Los apartamentos con vistas a cementerios en ruinas no estaban al alza en aquel momento. Y así permanecieron hasta tiempo después. Jiménez presta atención a un relato que no aparece en apuntes de libros de historia, el de su madre: “Durante la Guerra Civil (1936-1939) [ella] veía los nichos abiertos del Cementerio General del Norte. Por eso una vez se edifica esa zona, después de la guerra, se hace con unos criterios arquitectónicos más modernos”.

Esas ruinas centenarias están también cubiertas por un Corte Inglés, el de Arapiles, edificios de oficinas o un aparcamiento, en cuyas obras se hallaron huesos decimonónicos. 

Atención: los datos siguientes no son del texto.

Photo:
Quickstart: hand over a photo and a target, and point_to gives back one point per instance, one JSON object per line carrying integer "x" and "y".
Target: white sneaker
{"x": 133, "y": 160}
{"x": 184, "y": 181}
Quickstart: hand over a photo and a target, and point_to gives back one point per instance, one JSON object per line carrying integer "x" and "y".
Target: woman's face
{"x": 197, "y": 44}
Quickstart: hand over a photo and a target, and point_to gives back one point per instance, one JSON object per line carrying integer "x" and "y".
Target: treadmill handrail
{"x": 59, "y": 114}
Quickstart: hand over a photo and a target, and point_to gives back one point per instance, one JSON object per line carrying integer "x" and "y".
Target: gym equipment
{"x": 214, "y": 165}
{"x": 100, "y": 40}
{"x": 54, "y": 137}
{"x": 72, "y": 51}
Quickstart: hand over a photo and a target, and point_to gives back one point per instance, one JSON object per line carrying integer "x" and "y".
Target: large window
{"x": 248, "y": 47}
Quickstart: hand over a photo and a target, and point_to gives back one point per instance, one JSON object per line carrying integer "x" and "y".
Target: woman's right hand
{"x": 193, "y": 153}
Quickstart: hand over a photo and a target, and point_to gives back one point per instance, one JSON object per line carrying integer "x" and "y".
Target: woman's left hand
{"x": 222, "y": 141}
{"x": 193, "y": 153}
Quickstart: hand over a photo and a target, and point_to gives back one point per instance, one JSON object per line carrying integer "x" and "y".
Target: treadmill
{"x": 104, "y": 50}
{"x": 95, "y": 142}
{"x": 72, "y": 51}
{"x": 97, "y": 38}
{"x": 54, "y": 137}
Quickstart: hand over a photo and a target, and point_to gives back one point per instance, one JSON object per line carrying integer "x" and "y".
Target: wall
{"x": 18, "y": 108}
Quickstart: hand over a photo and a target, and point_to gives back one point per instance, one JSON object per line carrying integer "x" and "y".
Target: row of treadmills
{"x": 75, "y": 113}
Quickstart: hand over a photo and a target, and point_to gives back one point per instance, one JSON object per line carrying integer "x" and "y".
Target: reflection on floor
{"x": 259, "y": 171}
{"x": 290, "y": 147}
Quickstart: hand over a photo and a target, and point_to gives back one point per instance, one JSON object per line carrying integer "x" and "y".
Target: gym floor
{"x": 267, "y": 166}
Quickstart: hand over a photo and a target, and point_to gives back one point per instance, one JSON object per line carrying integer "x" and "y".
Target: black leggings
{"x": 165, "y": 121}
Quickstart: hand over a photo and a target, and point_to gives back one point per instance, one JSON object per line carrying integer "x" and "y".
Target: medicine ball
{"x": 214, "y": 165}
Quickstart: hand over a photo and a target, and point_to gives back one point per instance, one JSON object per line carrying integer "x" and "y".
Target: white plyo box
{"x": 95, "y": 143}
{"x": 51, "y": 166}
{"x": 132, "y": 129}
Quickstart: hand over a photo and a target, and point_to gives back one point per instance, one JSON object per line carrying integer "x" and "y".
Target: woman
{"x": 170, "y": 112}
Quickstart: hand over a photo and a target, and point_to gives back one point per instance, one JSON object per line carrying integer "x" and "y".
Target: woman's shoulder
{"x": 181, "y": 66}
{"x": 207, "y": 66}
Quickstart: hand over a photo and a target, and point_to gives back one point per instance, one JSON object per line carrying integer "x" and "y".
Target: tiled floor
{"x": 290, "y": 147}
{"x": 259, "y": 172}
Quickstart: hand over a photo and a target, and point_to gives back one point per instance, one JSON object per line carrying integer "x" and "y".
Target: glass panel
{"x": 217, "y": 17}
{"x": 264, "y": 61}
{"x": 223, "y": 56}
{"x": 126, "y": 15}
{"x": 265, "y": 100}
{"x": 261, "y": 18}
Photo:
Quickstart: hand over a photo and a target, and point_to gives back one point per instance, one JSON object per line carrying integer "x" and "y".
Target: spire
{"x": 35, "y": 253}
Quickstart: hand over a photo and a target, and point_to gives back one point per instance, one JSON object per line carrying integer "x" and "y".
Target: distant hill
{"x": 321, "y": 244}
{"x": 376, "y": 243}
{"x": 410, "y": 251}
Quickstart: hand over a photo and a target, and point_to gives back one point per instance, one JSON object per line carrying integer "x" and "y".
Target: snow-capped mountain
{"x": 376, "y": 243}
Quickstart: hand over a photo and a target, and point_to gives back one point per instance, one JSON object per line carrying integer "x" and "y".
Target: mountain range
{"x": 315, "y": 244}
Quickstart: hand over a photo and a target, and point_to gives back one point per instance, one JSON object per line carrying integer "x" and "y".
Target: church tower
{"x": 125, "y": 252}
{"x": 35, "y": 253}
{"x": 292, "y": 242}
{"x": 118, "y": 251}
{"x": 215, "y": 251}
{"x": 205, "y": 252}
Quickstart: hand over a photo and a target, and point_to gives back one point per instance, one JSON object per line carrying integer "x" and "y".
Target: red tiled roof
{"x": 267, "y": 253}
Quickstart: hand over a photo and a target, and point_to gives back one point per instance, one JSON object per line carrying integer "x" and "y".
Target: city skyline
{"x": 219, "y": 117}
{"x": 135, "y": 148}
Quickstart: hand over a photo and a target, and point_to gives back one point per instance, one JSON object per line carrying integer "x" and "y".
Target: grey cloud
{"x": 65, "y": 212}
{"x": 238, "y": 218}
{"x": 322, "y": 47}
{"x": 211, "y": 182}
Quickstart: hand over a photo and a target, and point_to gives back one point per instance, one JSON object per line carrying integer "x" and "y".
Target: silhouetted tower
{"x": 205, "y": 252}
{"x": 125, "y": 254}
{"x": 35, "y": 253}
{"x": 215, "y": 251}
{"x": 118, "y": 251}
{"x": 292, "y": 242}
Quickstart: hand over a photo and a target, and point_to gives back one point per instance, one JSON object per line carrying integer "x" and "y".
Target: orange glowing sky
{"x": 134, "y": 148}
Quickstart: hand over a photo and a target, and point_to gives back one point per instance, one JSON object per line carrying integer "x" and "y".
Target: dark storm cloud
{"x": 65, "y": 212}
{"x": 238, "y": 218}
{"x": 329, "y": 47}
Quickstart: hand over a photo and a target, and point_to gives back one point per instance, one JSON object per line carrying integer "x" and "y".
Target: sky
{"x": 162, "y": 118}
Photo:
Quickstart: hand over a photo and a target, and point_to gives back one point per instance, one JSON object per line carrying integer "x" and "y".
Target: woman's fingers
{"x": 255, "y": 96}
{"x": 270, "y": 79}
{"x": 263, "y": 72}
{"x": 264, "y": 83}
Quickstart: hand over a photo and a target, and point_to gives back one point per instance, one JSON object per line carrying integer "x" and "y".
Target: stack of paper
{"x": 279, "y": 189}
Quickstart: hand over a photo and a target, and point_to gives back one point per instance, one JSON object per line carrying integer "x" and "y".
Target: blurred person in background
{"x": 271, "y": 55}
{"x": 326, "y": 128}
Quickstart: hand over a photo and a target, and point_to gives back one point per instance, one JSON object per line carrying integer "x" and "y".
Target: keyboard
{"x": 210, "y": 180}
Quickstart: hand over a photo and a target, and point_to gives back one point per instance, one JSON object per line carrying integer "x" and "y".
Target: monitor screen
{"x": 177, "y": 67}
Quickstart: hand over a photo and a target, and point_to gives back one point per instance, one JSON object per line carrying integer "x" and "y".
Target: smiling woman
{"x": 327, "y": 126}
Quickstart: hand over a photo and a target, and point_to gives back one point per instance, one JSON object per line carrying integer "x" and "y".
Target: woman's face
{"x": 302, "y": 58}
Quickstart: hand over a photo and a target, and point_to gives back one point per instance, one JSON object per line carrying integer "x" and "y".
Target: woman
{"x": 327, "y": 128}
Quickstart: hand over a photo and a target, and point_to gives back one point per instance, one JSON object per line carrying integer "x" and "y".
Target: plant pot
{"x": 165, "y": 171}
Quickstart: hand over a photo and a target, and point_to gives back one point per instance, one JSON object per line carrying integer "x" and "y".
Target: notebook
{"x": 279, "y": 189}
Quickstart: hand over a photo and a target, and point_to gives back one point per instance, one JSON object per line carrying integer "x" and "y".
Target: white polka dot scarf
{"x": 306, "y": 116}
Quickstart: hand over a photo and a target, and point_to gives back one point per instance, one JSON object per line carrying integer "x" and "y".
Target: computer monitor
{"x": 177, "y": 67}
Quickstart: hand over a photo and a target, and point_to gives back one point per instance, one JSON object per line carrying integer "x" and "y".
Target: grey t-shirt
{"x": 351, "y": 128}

Y otro estadio polideportivo fue construido sobre cementerios. Se trata del de San Miguel, ubicado sobre el antiguo Cementerio General del Sur. Poco queda de él. Un sustantivo, apunta Carlos Saguar en Arquitectura funeraria madrileña del siglo XIX: “Solo queda, como significativo recuerdo de la existencia del camposanto, el nombre del empinado camino que a él se dirigía: Calle de la Verdad.”

Regularizar la muerte

En el siglo XVIII vivos y muertos compartían espacio y tareas. Se enterraba donde se rezaba, donde se compraba y paseaba. En la ciudad. Una costumbre que mantenía a los seres queridos cerca, de la Iglesia y de Dios, pero que también atraía plagas, enfermedades y escenas truculentas.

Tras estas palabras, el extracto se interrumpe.